Questa mattina, dopo l’ennesima mail spedita, non ho resistito al richiamo del sole e della corrente tiepida che filtra dalla finestra socchiusa della sala. Le tende danzando fanno filtrare i raggi del sole a intermittenza direttamente sul monitor del mio mac, mi fanno capire lasciar perdere la tastiera, di smettere almeno per un po’ quello che sto facendo.

Al richiamo non oppongo la ben che minima resistenza, così piego in due il mio portatile e alzo le chiappe dalla comoda poltrona, infilo le scarpe e mi trovo in macchina direzione fiume Stura.

La mia macchina, è ormai il mio secondo studio, “ambulante”, ha sul retro, oltre un corpo macchina, alcune cartelline, un paio di libri, maglie a scarpe varie, anche le quattro immagini montate su forex che ieri ho esposto all’ultimo incontro sosial-culturale…

Guido veloce, ma non troppo.

Arrivo al bordo del fiume in un non nulla, sono posti che conosco bene, alcuni li conosco solo io.

Sento subito forte le mie cellule dilatarsi, saltellare e correre al bordo della pelle dove la luce filtra più forte e calda. Chiudo gli occhi e ancora c’è luce, rossa e tiepida. Li riapro e a chiudersi al massimo ora sono le pupille. All’orecchio lo scroscio del fiume diventa musica, ritmata e rotonda nei gorghi, più acuta sulle rocce schiaffeggiate, più lenta dopo le rapide, più indecisa nelle onde sulla sabbia, su e giù, su o giù? Dal naso entrano odori di muschio, roccia e rami secchi, di cespugli spogli ancora per poco.

Tutto ha una profondità di campo che ti apre l’anima; il paesaggio sta li davanti a me come un enorme apriscatole.

Dopo essermi incantato per alcuni minuti, mi ricordo delle mie quattro immagini nel baule e subito organizzo la prima mostra fotografica istantanea, visibile solo per qualche mezz’ora, il tempo di farla passeggiare, sentire l’acqua, il vento, la luce di oggi.

Me la godo, seduto sulla sabbia, sulle rocce, appoggiato ai tronchi. Metto anche i piedi in acqua…gelata. Mi piace vedere le immagini appoggiate ai tronchi, stese sulle pietre, in bilico tra acqua e sabbia. Le guardo da più prospettive e me la gusto. Insomma mi rilasso e assaporo questo anticipo di primavera.

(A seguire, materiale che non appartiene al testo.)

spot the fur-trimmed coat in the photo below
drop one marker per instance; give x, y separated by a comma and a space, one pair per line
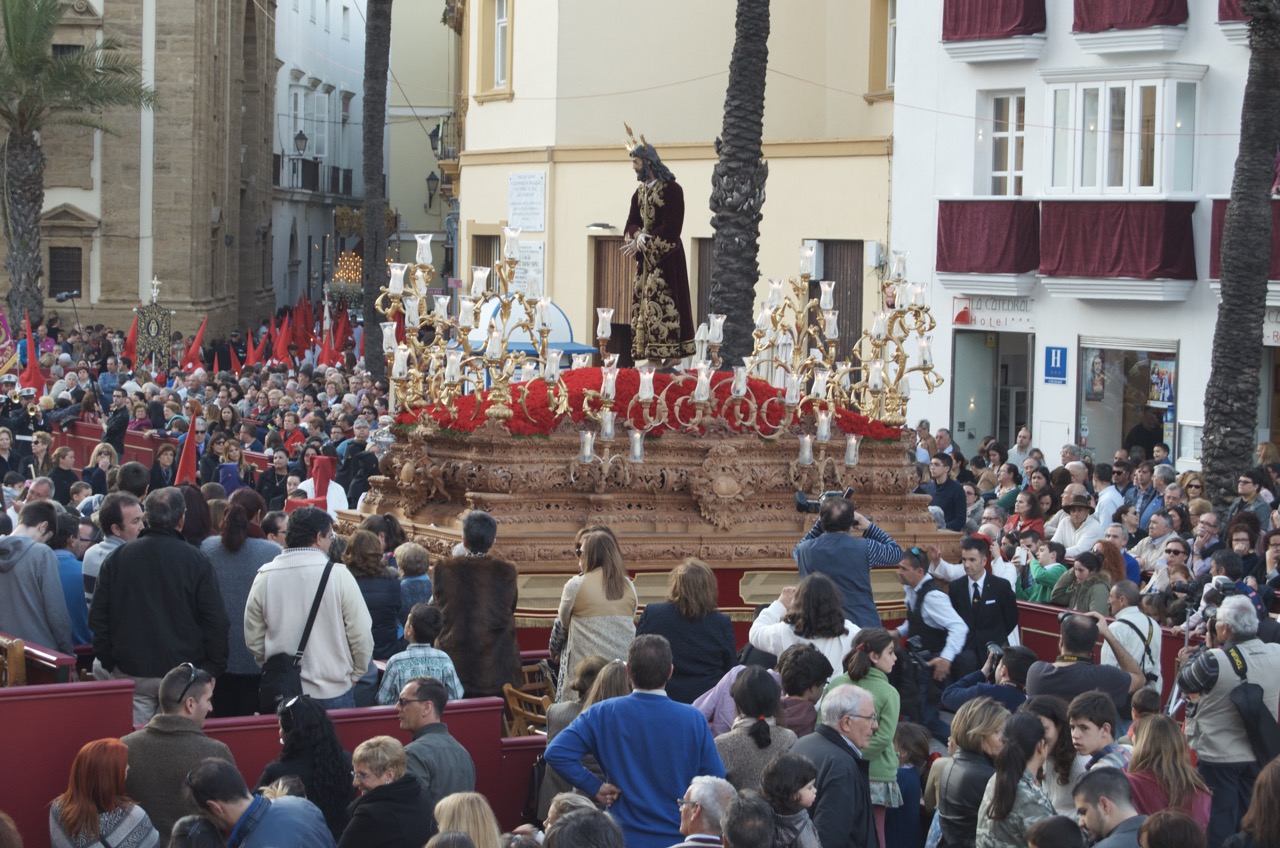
476, 596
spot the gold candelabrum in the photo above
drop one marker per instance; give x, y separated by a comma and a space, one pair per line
440, 370
796, 340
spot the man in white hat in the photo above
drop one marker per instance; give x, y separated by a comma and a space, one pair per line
1079, 532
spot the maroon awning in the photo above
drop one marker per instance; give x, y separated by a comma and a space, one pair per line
1144, 240
973, 19
1092, 16
988, 236
1215, 241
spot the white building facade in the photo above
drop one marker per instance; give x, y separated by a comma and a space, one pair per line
1060, 173
316, 141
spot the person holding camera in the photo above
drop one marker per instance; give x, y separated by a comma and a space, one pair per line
1216, 729
845, 546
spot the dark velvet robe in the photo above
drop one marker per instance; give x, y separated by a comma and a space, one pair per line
662, 320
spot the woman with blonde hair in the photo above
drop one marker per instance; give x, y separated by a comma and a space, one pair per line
393, 810
597, 610
700, 637
1161, 773
95, 810
469, 812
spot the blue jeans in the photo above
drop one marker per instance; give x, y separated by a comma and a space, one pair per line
344, 701
1233, 785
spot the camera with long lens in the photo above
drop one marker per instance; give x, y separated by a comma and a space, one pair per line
805, 506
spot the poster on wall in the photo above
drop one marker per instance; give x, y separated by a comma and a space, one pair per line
1162, 372
1095, 364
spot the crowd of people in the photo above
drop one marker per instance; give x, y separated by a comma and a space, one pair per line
823, 730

Poi la mostra giunge al termine e qualcosa mi rivomita alla dura realtà… ho perso le chiavi della macchina. Minchia, lo sapevo, troppo bello per essere bello fino in fondo. Allora passo le prossime due ore senza trovarle, ribalto la macchina, seguo i miei passi, sposto pietre, annaspo nella sabbia, cerco tra le foglie secche… Niente, niente…niente.

Poi per un puro miracolo trovo nel cassetto degli attrezzi la chiave di riserva che mai immaginavo di possedere.

Torno così a casa lasciando l’altra chiave in chissà quale anfratto, tra quale cespuglio, appoggiata su quale roccia. Lei è là, si gode ancora il paesaggio, mentre io sono ormai rientrato nella quotidianità del fare, fare, fare rifare le chiavi della macchina.